I created an anthology, I Am with You: Love Letters to Cancer Patients. This collection of 46 essays is written by survivors and their loved ones who are on the cancer journey. They have volunteered to write about their experiences to support courage and hope and to provide truth, wisdom, wit, understanding, and compassion to new and old patients. My decision to create this anthology came from my extraordinary curiosity about healing. I wondered how one’s intimate relationship with the disease affected the struggle … how one defined the “fight” or, rather, how one integrated cancer into one’s life; who and what the patient found to nourish the spirit and expand the reach of the heart. I concluded that if I could offer community, hope, truth about the cancer treatment ahead, coping strategies … early on, early after the initial trauma of a diagnosis … healing would take a more positive outcome.
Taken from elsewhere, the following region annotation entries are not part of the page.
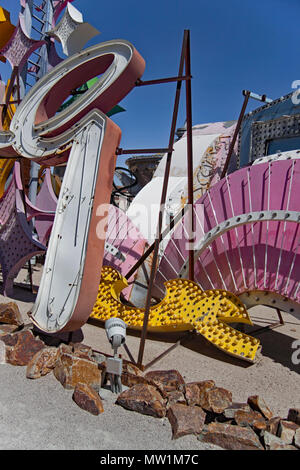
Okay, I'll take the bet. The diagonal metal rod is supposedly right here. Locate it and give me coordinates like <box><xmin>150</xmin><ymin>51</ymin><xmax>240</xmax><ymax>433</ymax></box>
<box><xmin>185</xmin><ymin>32</ymin><xmax>195</xmax><ymax>281</ymax></box>
<box><xmin>137</xmin><ymin>30</ymin><xmax>189</xmax><ymax>366</ymax></box>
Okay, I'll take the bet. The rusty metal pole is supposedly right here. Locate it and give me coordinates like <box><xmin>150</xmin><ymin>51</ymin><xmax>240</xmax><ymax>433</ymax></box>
<box><xmin>185</xmin><ymin>31</ymin><xmax>195</xmax><ymax>281</ymax></box>
<box><xmin>137</xmin><ymin>31</ymin><xmax>188</xmax><ymax>367</ymax></box>
<box><xmin>221</xmin><ymin>90</ymin><xmax>251</xmax><ymax>179</ymax></box>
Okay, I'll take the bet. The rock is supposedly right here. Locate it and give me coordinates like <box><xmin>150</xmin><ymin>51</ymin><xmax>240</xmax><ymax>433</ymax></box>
<box><xmin>287</xmin><ymin>408</ymin><xmax>300</xmax><ymax>426</ymax></box>
<box><xmin>199</xmin><ymin>387</ymin><xmax>232</xmax><ymax>413</ymax></box>
<box><xmin>167</xmin><ymin>403</ymin><xmax>205</xmax><ymax>439</ymax></box>
<box><xmin>0</xmin><ymin>324</ymin><xmax>19</xmax><ymax>336</ymax></box>
<box><xmin>26</xmin><ymin>347</ymin><xmax>59</xmax><ymax>379</ymax></box>
<box><xmin>121</xmin><ymin>363</ymin><xmax>149</xmax><ymax>387</ymax></box>
<box><xmin>262</xmin><ymin>431</ymin><xmax>292</xmax><ymax>450</ymax></box>
<box><xmin>72</xmin><ymin>382</ymin><xmax>104</xmax><ymax>416</ymax></box>
<box><xmin>123</xmin><ymin>362</ymin><xmax>143</xmax><ymax>376</ymax></box>
<box><xmin>234</xmin><ymin>410</ymin><xmax>267</xmax><ymax>431</ymax></box>
<box><xmin>185</xmin><ymin>382</ymin><xmax>200</xmax><ymax>406</ymax></box>
<box><xmin>116</xmin><ymin>384</ymin><xmax>166</xmax><ymax>418</ymax></box>
<box><xmin>294</xmin><ymin>428</ymin><xmax>300</xmax><ymax>449</ymax></box>
<box><xmin>278</xmin><ymin>419</ymin><xmax>299</xmax><ymax>444</ymax></box>
<box><xmin>269</xmin><ymin>442</ymin><xmax>298</xmax><ymax>450</ymax></box>
<box><xmin>266</xmin><ymin>416</ymin><xmax>281</xmax><ymax>436</ymax></box>
<box><xmin>1</xmin><ymin>330</ymin><xmax>45</xmax><ymax>366</ymax></box>
<box><xmin>167</xmin><ymin>390</ymin><xmax>187</xmax><ymax>408</ymax></box>
<box><xmin>53</xmin><ymin>348</ymin><xmax>102</xmax><ymax>391</ymax></box>
<box><xmin>121</xmin><ymin>372</ymin><xmax>149</xmax><ymax>387</ymax></box>
<box><xmin>223</xmin><ymin>402</ymin><xmax>251</xmax><ymax>419</ymax></box>
<box><xmin>144</xmin><ymin>370</ymin><xmax>185</xmax><ymax>393</ymax></box>
<box><xmin>198</xmin><ymin>423</ymin><xmax>264</xmax><ymax>450</ymax></box>
<box><xmin>248</xmin><ymin>395</ymin><xmax>273</xmax><ymax>419</ymax></box>
<box><xmin>70</xmin><ymin>343</ymin><xmax>94</xmax><ymax>361</ymax></box>
<box><xmin>0</xmin><ymin>302</ymin><xmax>24</xmax><ymax>326</ymax></box>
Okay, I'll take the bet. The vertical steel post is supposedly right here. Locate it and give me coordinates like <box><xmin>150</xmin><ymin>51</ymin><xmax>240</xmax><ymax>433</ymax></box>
<box><xmin>137</xmin><ymin>30</ymin><xmax>188</xmax><ymax>366</ymax></box>
<box><xmin>221</xmin><ymin>90</ymin><xmax>251</xmax><ymax>179</ymax></box>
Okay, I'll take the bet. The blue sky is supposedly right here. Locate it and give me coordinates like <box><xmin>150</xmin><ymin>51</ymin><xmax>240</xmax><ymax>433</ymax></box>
<box><xmin>0</xmin><ymin>0</ymin><xmax>300</xmax><ymax>166</ymax></box>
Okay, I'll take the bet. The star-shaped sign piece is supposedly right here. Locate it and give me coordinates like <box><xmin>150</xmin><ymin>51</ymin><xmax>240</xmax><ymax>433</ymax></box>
<box><xmin>91</xmin><ymin>266</ymin><xmax>260</xmax><ymax>362</ymax></box>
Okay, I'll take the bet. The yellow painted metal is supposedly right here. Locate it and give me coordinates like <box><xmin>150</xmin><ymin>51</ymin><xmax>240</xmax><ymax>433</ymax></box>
<box><xmin>91</xmin><ymin>266</ymin><xmax>260</xmax><ymax>362</ymax></box>
<box><xmin>0</xmin><ymin>7</ymin><xmax>15</xmax><ymax>62</ymax></box>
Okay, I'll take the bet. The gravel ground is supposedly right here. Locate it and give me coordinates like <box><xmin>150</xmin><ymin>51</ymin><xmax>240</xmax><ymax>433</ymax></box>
<box><xmin>0</xmin><ymin>271</ymin><xmax>300</xmax><ymax>451</ymax></box>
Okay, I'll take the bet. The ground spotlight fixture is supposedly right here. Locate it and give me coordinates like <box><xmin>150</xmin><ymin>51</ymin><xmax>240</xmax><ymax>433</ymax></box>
<box><xmin>105</xmin><ymin>318</ymin><xmax>127</xmax><ymax>393</ymax></box>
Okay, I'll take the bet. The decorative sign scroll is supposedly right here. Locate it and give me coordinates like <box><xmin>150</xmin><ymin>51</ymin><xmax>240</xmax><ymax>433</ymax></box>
<box><xmin>0</xmin><ymin>40</ymin><xmax>145</xmax><ymax>333</ymax></box>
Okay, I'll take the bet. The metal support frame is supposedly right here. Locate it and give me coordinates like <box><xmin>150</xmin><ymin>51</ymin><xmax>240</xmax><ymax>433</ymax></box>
<box><xmin>117</xmin><ymin>30</ymin><xmax>194</xmax><ymax>368</ymax></box>
<box><xmin>221</xmin><ymin>90</ymin><xmax>272</xmax><ymax>179</ymax></box>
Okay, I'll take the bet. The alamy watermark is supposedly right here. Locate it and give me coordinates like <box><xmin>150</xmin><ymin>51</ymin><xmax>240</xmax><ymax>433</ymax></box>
<box><xmin>96</xmin><ymin>204</ymin><xmax>205</xmax><ymax>250</ymax></box>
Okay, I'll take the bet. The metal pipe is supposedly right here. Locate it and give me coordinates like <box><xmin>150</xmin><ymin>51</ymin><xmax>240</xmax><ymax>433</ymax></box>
<box><xmin>137</xmin><ymin>30</ymin><xmax>188</xmax><ymax>366</ymax></box>
<box><xmin>135</xmin><ymin>75</ymin><xmax>192</xmax><ymax>86</ymax></box>
<box><xmin>116</xmin><ymin>148</ymin><xmax>173</xmax><ymax>155</ymax></box>
<box><xmin>185</xmin><ymin>31</ymin><xmax>195</xmax><ymax>281</ymax></box>
<box><xmin>221</xmin><ymin>90</ymin><xmax>251</xmax><ymax>179</ymax></box>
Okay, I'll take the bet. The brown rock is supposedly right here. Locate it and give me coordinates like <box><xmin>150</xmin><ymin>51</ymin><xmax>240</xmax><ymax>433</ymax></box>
<box><xmin>144</xmin><ymin>370</ymin><xmax>185</xmax><ymax>393</ymax></box>
<box><xmin>234</xmin><ymin>410</ymin><xmax>267</xmax><ymax>431</ymax></box>
<box><xmin>123</xmin><ymin>362</ymin><xmax>143</xmax><ymax>376</ymax></box>
<box><xmin>116</xmin><ymin>384</ymin><xmax>166</xmax><ymax>418</ymax></box>
<box><xmin>185</xmin><ymin>382</ymin><xmax>200</xmax><ymax>406</ymax></box>
<box><xmin>167</xmin><ymin>403</ymin><xmax>206</xmax><ymax>439</ymax></box>
<box><xmin>266</xmin><ymin>416</ymin><xmax>281</xmax><ymax>436</ymax></box>
<box><xmin>269</xmin><ymin>442</ymin><xmax>298</xmax><ymax>450</ymax></box>
<box><xmin>26</xmin><ymin>347</ymin><xmax>59</xmax><ymax>379</ymax></box>
<box><xmin>121</xmin><ymin>363</ymin><xmax>149</xmax><ymax>387</ymax></box>
<box><xmin>199</xmin><ymin>423</ymin><xmax>263</xmax><ymax>450</ymax></box>
<box><xmin>262</xmin><ymin>431</ymin><xmax>292</xmax><ymax>450</ymax></box>
<box><xmin>248</xmin><ymin>395</ymin><xmax>273</xmax><ymax>419</ymax></box>
<box><xmin>70</xmin><ymin>343</ymin><xmax>94</xmax><ymax>361</ymax></box>
<box><xmin>0</xmin><ymin>302</ymin><xmax>24</xmax><ymax>326</ymax></box>
<box><xmin>199</xmin><ymin>387</ymin><xmax>232</xmax><ymax>413</ymax></box>
<box><xmin>167</xmin><ymin>390</ymin><xmax>187</xmax><ymax>408</ymax></box>
<box><xmin>72</xmin><ymin>382</ymin><xmax>104</xmax><ymax>416</ymax></box>
<box><xmin>278</xmin><ymin>419</ymin><xmax>299</xmax><ymax>444</ymax></box>
<box><xmin>1</xmin><ymin>330</ymin><xmax>45</xmax><ymax>366</ymax></box>
<box><xmin>121</xmin><ymin>372</ymin><xmax>149</xmax><ymax>387</ymax></box>
<box><xmin>0</xmin><ymin>324</ymin><xmax>19</xmax><ymax>336</ymax></box>
<box><xmin>53</xmin><ymin>352</ymin><xmax>102</xmax><ymax>391</ymax></box>
<box><xmin>287</xmin><ymin>408</ymin><xmax>300</xmax><ymax>426</ymax></box>
<box><xmin>224</xmin><ymin>402</ymin><xmax>251</xmax><ymax>419</ymax></box>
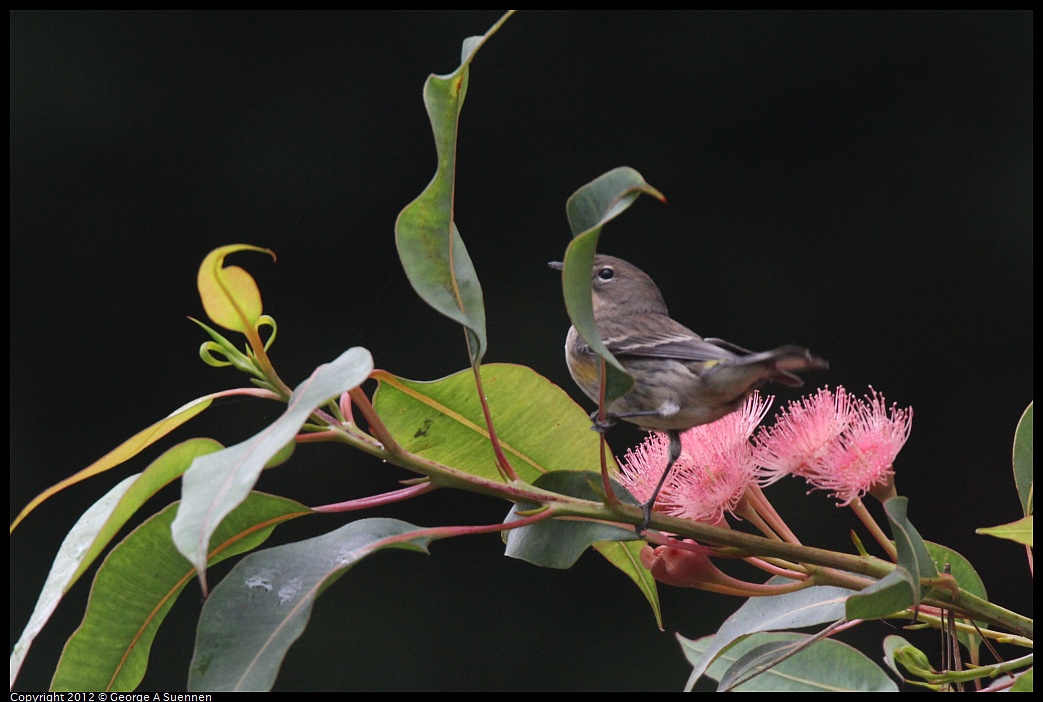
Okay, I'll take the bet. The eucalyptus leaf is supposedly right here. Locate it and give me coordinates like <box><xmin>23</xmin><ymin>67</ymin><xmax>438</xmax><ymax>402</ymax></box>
<box><xmin>1014</xmin><ymin>403</ymin><xmax>1035</xmax><ymax>516</ymax></box>
<box><xmin>373</xmin><ymin>363</ymin><xmax>614</xmax><ymax>482</ymax></box>
<box><xmin>10</xmin><ymin>439</ymin><xmax>221</xmax><ymax>685</ymax></box>
<box><xmin>10</xmin><ymin>394</ymin><xmax>214</xmax><ymax>531</ymax></box>
<box><xmin>678</xmin><ymin>578</ymin><xmax>850</xmax><ymax>692</ymax></box>
<box><xmin>707</xmin><ymin>632</ymin><xmax>898</xmax><ymax>693</ymax></box>
<box><xmin>171</xmin><ymin>346</ymin><xmax>373</xmax><ymax>589</ymax></box>
<box><xmin>189</xmin><ymin>518</ymin><xmax>431</xmax><ymax>692</ymax></box>
<box><xmin>561</xmin><ymin>167</ymin><xmax>664</xmax><ymax>406</ymax></box>
<box><xmin>395</xmin><ymin>14</ymin><xmax>510</xmax><ymax>364</ymax></box>
<box><xmin>51</xmin><ymin>492</ymin><xmax>311</xmax><ymax>692</ymax></box>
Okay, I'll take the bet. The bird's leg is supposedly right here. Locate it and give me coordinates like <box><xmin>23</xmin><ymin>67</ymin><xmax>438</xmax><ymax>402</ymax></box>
<box><xmin>590</xmin><ymin>410</ymin><xmax>662</xmax><ymax>434</ymax></box>
<box><xmin>637</xmin><ymin>429</ymin><xmax>681</xmax><ymax>534</ymax></box>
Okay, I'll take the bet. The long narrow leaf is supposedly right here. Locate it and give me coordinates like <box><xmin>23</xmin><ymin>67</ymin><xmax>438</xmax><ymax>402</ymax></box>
<box><xmin>395</xmin><ymin>13</ymin><xmax>510</xmax><ymax>364</ymax></box>
<box><xmin>678</xmin><ymin>578</ymin><xmax>850</xmax><ymax>691</ymax></box>
<box><xmin>10</xmin><ymin>439</ymin><xmax>221</xmax><ymax>685</ymax></box>
<box><xmin>561</xmin><ymin>167</ymin><xmax>664</xmax><ymax>404</ymax></box>
<box><xmin>693</xmin><ymin>632</ymin><xmax>898</xmax><ymax>693</ymax></box>
<box><xmin>373</xmin><ymin>363</ymin><xmax>601</xmax><ymax>482</ymax></box>
<box><xmin>189</xmin><ymin>518</ymin><xmax>431</xmax><ymax>692</ymax></box>
<box><xmin>10</xmin><ymin>395</ymin><xmax>215</xmax><ymax>532</ymax></box>
<box><xmin>171</xmin><ymin>346</ymin><xmax>373</xmax><ymax>588</ymax></box>
<box><xmin>51</xmin><ymin>492</ymin><xmax>311</xmax><ymax>692</ymax></box>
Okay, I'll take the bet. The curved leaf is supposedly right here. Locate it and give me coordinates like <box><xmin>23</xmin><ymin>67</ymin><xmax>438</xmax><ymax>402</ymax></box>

I Am with You is truly a love letter. Our wish is that this offering of friendship will sustain cancer patients through those first frightening nights after you hear their diagnosis, and every night thereafter. That is the spirit in which this anthology was conceived. Every story you read speaks to the power of those simple, exquisite words spoken to me by my dear oncologist, “I am with you.”

EDITOR’S NOTE: YOU CAN FIND NANCY’S ANTHOLOGY BOOK ON AMAZON HERE: http://amzn.to/1ID4sOm

[Regarding what may cause cancer], I have always wondered if my “experimentation” with hormone replacement therapy was a cause for my cancer. I tried various drugs and intuitively felt this was not appropriate for me. I did not have the gene mutation. There may be no single cause of cancer … perhaps there is no “cause” of cancer. It seems so random. Many of the clients I have counseled had cancer, although they were strict yoginis, vegans, and more. From my perspective, our research should be guided by finding effective treatments, particularly for such chemo-resistant cancers like ovarian, rather than causation.